Freight prepaid bill of lading. In the carriage of goods by sea, freight is payable when the carrier delivers the goods to the consignee at the agreed destination.
Payment of freight and delivery are normally coexistent. Freight is not payable if the vessel and/or the goods are lost before delivery. Under English law the freight is earned on delivery and is normally fully payable without any deduction or set-off even though there may be claims against the carrier. Freight may be withheld if the loss or damage to the goods is so severe that the goods are no longer the goods that were loaded, for example, a cargo of cement that had solidified. The goods have lost their identity or are in unrecognisable condition. Freight may still be payable even in the latter situation if the contract of carriage contains the clause “Freight non-returnable, ship and/or cargo lost or not lost”.
United States law does permit a set-off against freight for cargo claims. Although the shipper is primarily liable to pay freight, the consignee also becomes liable when he accepts delivery of the goods. If the bill of lading is claused “freight prepaid” this does not relieve the consignee from the responsibility to pay the freight. The clause means that the shipper, who obtained the original bill of lading, simply undertakes to pay the freight.
As is provided in the “Uniform Customs and Practice” (UCP 1983), Art. 31(b) and (c) make reference to this nature of a clause on a bill of lading:
“(b) If a credit stipulates that the transport document has to indicate that freight has been paid or prepaid, banks will accept a transport document on which words clearly indicating payment or prepayment of freight appear by stamp or otherwise, or on which payment of freight is indicated by other means.
(c)The words ‘freight prepayable’ or ‘freight to be prepaid’ or words of similar effect, if appearing on transport documents, will not be accepted as constituting evidence of the payment of freight.”
Under United States law, “freight prepaid” means that the carrier must attempt to obtain the freight from the shipper rather than from the consignee (C.P. Ships v. Les Industries Lyon, 1983) and does not mean that the freight has actually been paid in advance. The words “freight prepaid” are common in bills of lading issued by carriers because this format is demanded by the shippers. The words are traditional and do not indicate that the freight has actually been paid. This form of bill of lading is especially common where freight forwarders’ services are used. The shipper is still responsible for payment of the freight. However, if the shipper has paid the freight to the freight forwarder who has not paid it to the carrier, the shipper may not be required to pay the freight again to the carrier.
A “freight prepaid” bill of lading is not the same as a bill of lading where the freight is actually required to be paid in advance of the delivery of the cargo at the agreed destination. Such a requirement may be met in a contract of carriage and is very common in liner services.

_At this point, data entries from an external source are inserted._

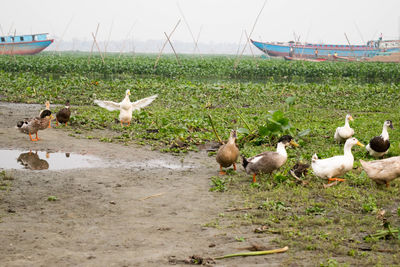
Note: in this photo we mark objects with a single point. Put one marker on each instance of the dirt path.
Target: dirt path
(102, 216)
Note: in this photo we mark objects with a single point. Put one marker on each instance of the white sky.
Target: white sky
(220, 21)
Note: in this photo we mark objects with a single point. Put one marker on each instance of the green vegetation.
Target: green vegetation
(263, 99)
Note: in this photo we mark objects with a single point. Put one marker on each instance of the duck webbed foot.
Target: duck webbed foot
(254, 178)
(221, 172)
(30, 136)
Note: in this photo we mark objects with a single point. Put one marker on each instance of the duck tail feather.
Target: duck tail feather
(314, 158)
(245, 162)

Problems for shipowners can arise where the vessel is under a time charter, the charterer obtains freight in advance and then refuses to continue to pay the hire and the owner is left without a remedy. In The A 1ev, 1989, the time charterers required the owner to issue “freight prepaid” bills of lading. The owners did so. The charterers then became bankrupt and could not pay the hire. The owners had no choice but to continue the voyage under the contract of carriage contained in the bills of lading and deliver the cargo, despite not being paid their hire. The owners attempted to obtain a contribution from the cargo receivers. The latter refused because they had already paid the freight to the charterers. The owners finally threatened to discharge the cargo before the discharging port and possibly sell it unless the receivers agreed to pay the port and discharging costs. The receivers agreed, being left with no other choice.

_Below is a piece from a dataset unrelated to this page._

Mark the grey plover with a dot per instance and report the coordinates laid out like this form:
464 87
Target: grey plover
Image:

The vessel arrived at the discharging port and commenced discharge. The receivers then had the vessel arrested, claiming that their agreement had been obtained under duress. The local court decided in favour of the receivers. The shipowners paid the damages and obtained the release of their vessel. Because the agreement between the receivers and the owners was subject to English law the owners brought an action against the receivers in an English court. The judge in the English court also found against the shipowners because the agreement was obtained under duress. The eventual result was that the shipowners had to bear all the costs of the carriage, including the port and discharging costs.
In Australia, in The AES Express, 1990, the vessel was on time charter and freight prepaid bills of lading were issued by the charterers. The voyage was meant to be from Norfolk, United States, to Auckland, New Zealand and then Sydney and Melbourne in Australia. During the voyage, the charterers ceased operations. The shipowners withdrew the vessel from the time charter. The vessel continued her voyage directly to Melbourne without advising the cargo interest that the vessel was withdrawn from the charter. The owners claimed an amount from the cargo interests which was equivalent to the freight which had already been paid by the shippers to the charterers. The judge decided that the cargo interest was entitled to have the goods delivered at the destination agreed in the bill of lading issued by the charterers. Owing to the withdrawal of the vessel, the shipowners assumed the charterer’s obligations to deliver the cargo. If the freight for the cargo had already been paid, the owners were not entitled to receive freight from another party, the cargo receivers. The freight would been payable on delivery but in this situation it had already been paid.